Supreme Court Raises Bar to Prove Discriminatory Retaliation Cases

In a 5- 4 decision announced June 24, 2013, the United States Supreme Court made it more difficult for workers to prove they have been retaliated against on the job. In the decision of University of Texas Southwestern Medical Center v Nassar, the Court clarified the standard for plaintiffs who claim they have faced negative employment decisions in retaliation for complaints of employment discrimination in Title VII actions. Title VII of the Civil Rights Act of 1964 prohibits employers from making employment related decisions where the decision is motivated by a person’s trait, such as race, color, religion, sex or national origin. Justice Kennedy, in writing for the majority, noted that a plaintiff, in making a retaliation claim, must establish that his or her protected activity (e.g., filing the Complaint), was the “but for” cause of the alleged adverse action by the employer. The “but for” test is commonly used to determine actual causation. The test in the retaliation context simply asks: but for the existence of a complaint, would the employment action have occurred.

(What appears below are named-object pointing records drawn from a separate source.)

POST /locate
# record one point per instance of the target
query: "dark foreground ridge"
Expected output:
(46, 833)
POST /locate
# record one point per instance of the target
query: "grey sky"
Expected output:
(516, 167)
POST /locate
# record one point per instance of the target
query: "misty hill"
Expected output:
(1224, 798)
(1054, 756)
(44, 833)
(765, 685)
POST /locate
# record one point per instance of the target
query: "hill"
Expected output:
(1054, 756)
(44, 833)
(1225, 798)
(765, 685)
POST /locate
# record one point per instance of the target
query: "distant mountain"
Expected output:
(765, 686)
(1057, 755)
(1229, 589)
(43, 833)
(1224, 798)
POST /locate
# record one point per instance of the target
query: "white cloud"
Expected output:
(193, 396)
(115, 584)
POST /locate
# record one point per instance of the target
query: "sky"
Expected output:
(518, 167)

In a thorough examination of the text, structure and history of Title VII, including the Civil Rights Act of 1991, Justice Kennedy said that retaliation cases should have a higher standard of proof than in regular employment discrimination cases under Title VII. In a typical discrimination case, employers can be liable if wrongful discrimination is a “motivating factor” in the employment decision.

The case concerns Naiel Nassar, a physician of Middle Eastern descent, who resigned from his university position claiming illegal discrimination from a supervisor based upon unlawful considerations of his religious and ethnic heritage. He further claimed he was retaliated against and was not allowed to keep his job at an affiliate hospital due to his complaints. The university’s Chair of Internal Medicine had protested the plaintiffs continued employment at the affiliate hospital because once an employee resigned from the university, they could no longer work at the hospital pursuant to an underlying agreement.

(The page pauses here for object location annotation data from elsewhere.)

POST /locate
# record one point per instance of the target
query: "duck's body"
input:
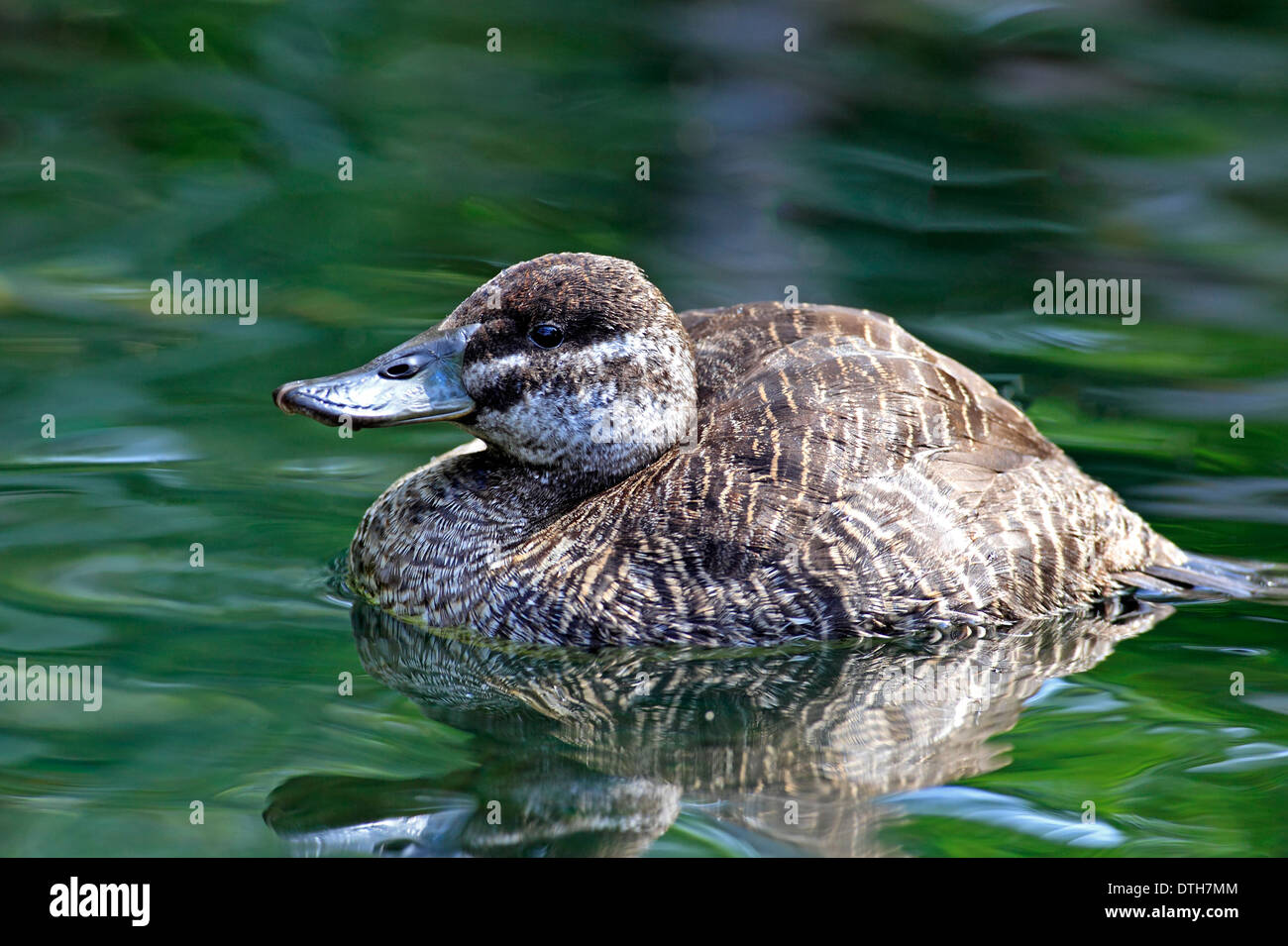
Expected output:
(742, 475)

Mr. Nassar sued the university claiming racial and religious discrimination and retaliation. Originally, the jury found for the plaintiff on all counts and awarded him $400,000 in back pay and $3,000,000 in compensatory damages, later reduced to $300,000 by the District Court. The Court of Appeals affirmed in part and vacated in part, but affirmed the retaliation award ruling that the Chair of Internal Medicine was motivated, at least in part, to retaliate against the plaintiff for his complaints about his supervisor. The Supreme Court granted review of the case on the issue of the proper standard of causation for Title VII retaliation claims because the U.S. Circuit Courts of Appeals were divided on the correct standard. Up until this case, the First, Sixth and Seventh Circuits required plaintiffs to show there would have been no adverse action but for the plaintiff’s complaint, while the Fifth and Eleventh Circuits required plaintiffs to show that a desire to retaliate was a “motivating” factor on the employer’s part.

Justice Kennedy noted that the proper causation standard in retaliation cases was needed because the number of such cases with the EEOC had nearly doubled in the last 15 years, rising to more than 31,000 in 2012. Ultimately, the Court vacated the Fifth Circuit’s decision and remanded the case for further proceedings consistent with the Supreme Court’s decision.

In sum, employers who are now defending Title VII retaliation cases can successfully argue that the plaintiff has the burden of proving that he or she would not have experienced a negative employment action “but for” his or her prior complaint. In turn, the employer is not liable if it would have taken the same action, i.e., discipline, termination or not hired an applicant for other non-discriminatory reasons. Further, defendants in Title VII retaliation claims may also consider if they have grounds to ask for reconsideration if prior Court rulings have allowed a plaintiff to use a “motivating” factor standard. Finally, an employer’s best protection against retaliation claims continues to be written documentation demonstrating legitimate non-discriminatory business reasons for taking unfavorable employment actions against employees.